The Whole Lot runs about 75 minutes and packs a whole lot of unpleasantness into every single second. Not the sort of unpleasantness that makes a film unwatchable, though. On the contrary.
It’s a close-quarters family drama where all three of the story’s characters are deeply, fundamentally unlikable in unexpected ways. The twists are surprising and strange, their resolutions eventful and gripping. It’s far from a feel-good movie, but sometimes it’s fun to feel bad in the hands of a filmmaker who knows how to capture your attention for an hour and change.
Della (Sarah McLoney) is a thirtysomething charged with executing the estate of her late father — a gambler and a bit of a cheat who owned a remote farm filled with classic cars he liked to restore with Della’s brother, Jamie (Aaron Kramer). Addiction runs in the family. Jamie carries a flask everywhere he goes and can’t seem to hold down a job while their mother suffers from substance abuse issues. The family was already broken before Daddy’s death; he had cheated on their mother with a coworker, and things spiraled out from there. Years went by. Nothing healed.
Della’s responsibilities mean reopening the festering filial wounds. To make matters worse, her only instruction was to distribute enough to Jamie to make him happy but not spoil him. She sold the house to pay the debts, but the classic cars remain, all in pristine and valuable condition.
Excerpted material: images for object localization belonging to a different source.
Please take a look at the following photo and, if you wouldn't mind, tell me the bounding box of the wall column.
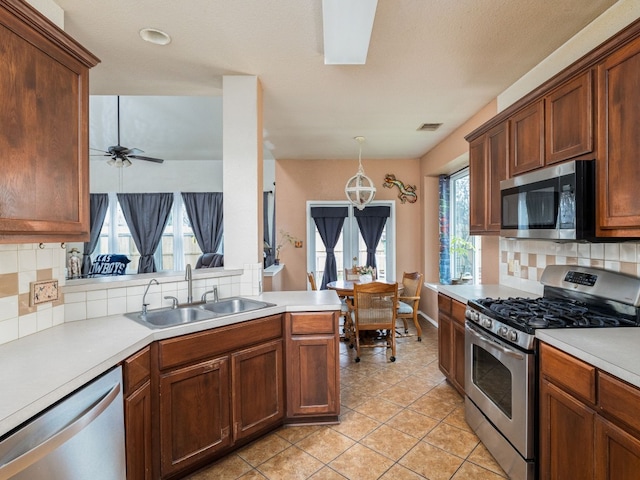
[222,76,264,293]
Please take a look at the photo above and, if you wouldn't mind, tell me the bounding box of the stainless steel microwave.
[500,160,595,241]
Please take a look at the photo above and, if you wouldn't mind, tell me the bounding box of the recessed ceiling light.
[139,28,171,46]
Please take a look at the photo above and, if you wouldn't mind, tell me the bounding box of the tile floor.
[187,318,507,480]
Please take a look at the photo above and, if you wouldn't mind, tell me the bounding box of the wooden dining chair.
[307,272,317,291]
[397,272,424,341]
[351,281,398,362]
[345,267,360,281]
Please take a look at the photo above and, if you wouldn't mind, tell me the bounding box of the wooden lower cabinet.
[285,312,340,422]
[539,378,596,480]
[437,293,466,395]
[540,342,640,479]
[595,416,640,479]
[159,356,232,478]
[231,340,284,440]
[124,311,340,479]
[155,315,285,479]
[124,346,153,480]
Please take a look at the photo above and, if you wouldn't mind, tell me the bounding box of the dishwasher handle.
[0,382,121,478]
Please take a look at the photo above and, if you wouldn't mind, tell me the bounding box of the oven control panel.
[465,307,535,351]
[564,270,597,287]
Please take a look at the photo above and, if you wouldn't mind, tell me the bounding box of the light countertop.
[0,290,341,437]
[436,283,536,304]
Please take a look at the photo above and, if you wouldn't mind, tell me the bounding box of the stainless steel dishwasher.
[0,366,126,479]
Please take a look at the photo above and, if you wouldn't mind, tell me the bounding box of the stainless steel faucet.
[142,278,159,314]
[185,263,193,304]
[201,287,218,303]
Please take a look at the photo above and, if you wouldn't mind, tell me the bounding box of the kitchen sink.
[127,306,215,329]
[126,297,276,329]
[200,297,276,315]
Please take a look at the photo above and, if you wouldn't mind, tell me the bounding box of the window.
[449,168,478,282]
[96,192,203,273]
[306,201,396,285]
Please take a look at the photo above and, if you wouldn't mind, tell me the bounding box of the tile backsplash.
[499,238,640,295]
[0,243,67,346]
[0,242,263,346]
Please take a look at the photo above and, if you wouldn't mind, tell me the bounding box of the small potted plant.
[450,236,476,285]
[274,229,298,265]
[356,265,375,283]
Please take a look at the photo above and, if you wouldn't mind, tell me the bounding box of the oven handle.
[465,322,525,361]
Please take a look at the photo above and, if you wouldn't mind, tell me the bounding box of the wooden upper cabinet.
[597,35,640,235]
[486,122,509,231]
[545,70,594,164]
[469,121,508,235]
[0,2,99,243]
[510,100,545,176]
[469,136,488,234]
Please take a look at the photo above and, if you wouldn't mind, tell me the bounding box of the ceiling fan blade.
[128,154,165,164]
[124,147,144,155]
[90,147,109,153]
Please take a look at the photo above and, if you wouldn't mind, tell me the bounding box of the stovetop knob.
[482,318,492,329]
[498,326,508,337]
[508,330,518,342]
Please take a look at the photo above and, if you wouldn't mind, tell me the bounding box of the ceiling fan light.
[139,28,171,46]
[123,158,132,167]
[107,158,116,167]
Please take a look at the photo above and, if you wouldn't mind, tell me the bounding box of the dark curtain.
[117,193,173,273]
[354,206,390,270]
[263,192,275,267]
[81,193,109,277]
[311,206,348,289]
[181,192,224,254]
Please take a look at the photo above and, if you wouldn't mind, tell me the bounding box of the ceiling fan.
[90,96,165,167]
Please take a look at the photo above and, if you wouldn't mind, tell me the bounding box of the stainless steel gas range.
[464,265,640,480]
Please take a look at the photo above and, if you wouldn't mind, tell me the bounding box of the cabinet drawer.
[540,342,596,404]
[599,371,640,435]
[158,314,283,370]
[438,293,452,314]
[289,312,336,335]
[451,300,467,326]
[123,346,150,395]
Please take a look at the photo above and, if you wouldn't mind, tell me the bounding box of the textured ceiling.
[54,0,618,160]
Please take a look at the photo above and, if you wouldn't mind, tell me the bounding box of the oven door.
[465,321,535,459]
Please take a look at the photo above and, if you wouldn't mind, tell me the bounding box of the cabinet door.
[0,4,98,242]
[539,378,596,480]
[438,313,453,378]
[287,335,339,418]
[452,320,466,396]
[545,70,593,164]
[597,36,640,234]
[159,356,231,478]
[485,121,509,231]
[125,380,152,480]
[510,100,545,176]
[469,136,488,234]
[595,416,640,480]
[232,339,284,440]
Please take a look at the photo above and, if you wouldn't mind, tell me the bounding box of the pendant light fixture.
[345,136,376,210]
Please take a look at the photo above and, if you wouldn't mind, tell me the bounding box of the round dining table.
[326,279,403,297]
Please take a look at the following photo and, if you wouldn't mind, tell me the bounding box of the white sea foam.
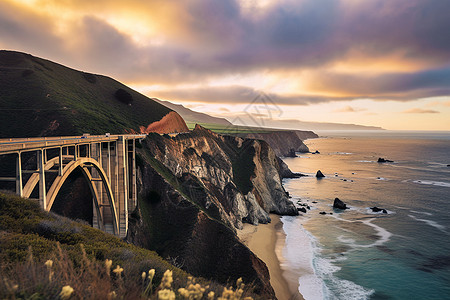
[330,216,392,248]
[363,207,395,215]
[281,216,325,300]
[428,162,449,167]
[331,152,353,155]
[408,214,447,233]
[412,180,450,188]
[281,216,374,300]
[410,210,433,216]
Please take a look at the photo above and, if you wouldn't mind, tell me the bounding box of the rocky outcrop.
[139,111,189,134]
[370,207,387,213]
[333,197,348,209]
[294,130,319,140]
[238,130,311,157]
[127,161,275,298]
[378,157,394,163]
[316,170,325,178]
[277,157,304,178]
[142,125,298,229]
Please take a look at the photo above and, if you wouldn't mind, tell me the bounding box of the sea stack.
[333,197,348,209]
[378,157,394,163]
[316,170,325,178]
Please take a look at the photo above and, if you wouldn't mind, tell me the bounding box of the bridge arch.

Can Jamie be trusted to do anything but sell them for drugs? What about the potential financial windfall from selling them herself? Della initially offers him one car, which he considers an insult. Things only deteriorate from there.
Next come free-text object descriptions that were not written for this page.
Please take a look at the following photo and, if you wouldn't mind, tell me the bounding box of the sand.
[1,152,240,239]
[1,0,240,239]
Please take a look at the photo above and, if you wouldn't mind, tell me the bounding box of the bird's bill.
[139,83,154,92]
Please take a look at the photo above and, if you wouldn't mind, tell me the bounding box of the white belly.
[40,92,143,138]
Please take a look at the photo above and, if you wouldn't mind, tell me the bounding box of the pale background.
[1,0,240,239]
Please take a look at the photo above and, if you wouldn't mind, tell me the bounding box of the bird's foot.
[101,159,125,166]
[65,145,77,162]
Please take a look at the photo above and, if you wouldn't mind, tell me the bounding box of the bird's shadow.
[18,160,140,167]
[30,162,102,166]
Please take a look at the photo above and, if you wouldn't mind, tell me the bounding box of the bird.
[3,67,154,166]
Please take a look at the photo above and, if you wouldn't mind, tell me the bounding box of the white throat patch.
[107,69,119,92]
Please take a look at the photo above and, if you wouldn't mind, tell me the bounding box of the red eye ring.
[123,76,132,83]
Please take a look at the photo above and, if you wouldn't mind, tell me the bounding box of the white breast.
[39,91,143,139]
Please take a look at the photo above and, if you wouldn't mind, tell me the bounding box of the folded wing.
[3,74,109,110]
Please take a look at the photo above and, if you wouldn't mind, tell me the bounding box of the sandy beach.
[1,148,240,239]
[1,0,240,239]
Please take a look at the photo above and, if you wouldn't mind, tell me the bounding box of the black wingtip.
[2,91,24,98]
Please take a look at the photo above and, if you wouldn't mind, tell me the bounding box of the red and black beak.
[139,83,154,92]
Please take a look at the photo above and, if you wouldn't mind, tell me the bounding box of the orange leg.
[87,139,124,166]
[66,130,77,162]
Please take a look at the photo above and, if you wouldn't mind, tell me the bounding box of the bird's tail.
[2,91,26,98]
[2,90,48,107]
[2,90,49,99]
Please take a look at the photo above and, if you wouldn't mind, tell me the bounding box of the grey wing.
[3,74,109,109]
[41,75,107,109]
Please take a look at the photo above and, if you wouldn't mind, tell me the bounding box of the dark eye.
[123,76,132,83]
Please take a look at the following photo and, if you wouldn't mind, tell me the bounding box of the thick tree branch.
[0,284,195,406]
That’s where Della’s husband, Eli (Blake Webb), enters the picture with a plan: Sell the cars, start their own business. Eli already has it all mapped out. Investors are chomping at the bit, or so he claims. Jamie hates Eli, and the feeling is mutual. It’s a pretty lousy situation for Della, who sort of hates her own husband as much as she hates her brother.
There’s a lot of hate going around in the barn where director Connor Rickman and writer Matthew Ivan Bennett set their morality play, and the feeling permeates the whole film. None of the three is remotely likable. Each one is selfish, entitled and angry. Della is ostensibly the protagonist; to give her a more character, they introduce her after having found her infant son dead from SIDS. (Like I said, unpleasant.) This backstory gives the two men a knife to twist, but it also feels like the only thing that makes Della remotely sympathetic. She’s just as selfish as her brother and husband.
All of them argue over who gets to take which car, and each mistrusts one another’s motives. There’s no doubt the cars will eventually end up sold to a buyer somewhere else. It’s not an emotional decision, just petty power plays, but it’s compelling, though — especially when the third act turns everything on its head. It’s the sort of story beat that made me wonder what the hell was happening in this little drama. A little ridiculous, sure, but the kind of strange moment a tale like this needs to differentiate itself from the pack. No spoilers.
I knew nothing about The Whole Lot walking into it, and I was better off for it. Although at its core it’s another well-shot three-person morality play in a single location, the script chooses to turn everything upside down, and that confidence pays off. Good stuff.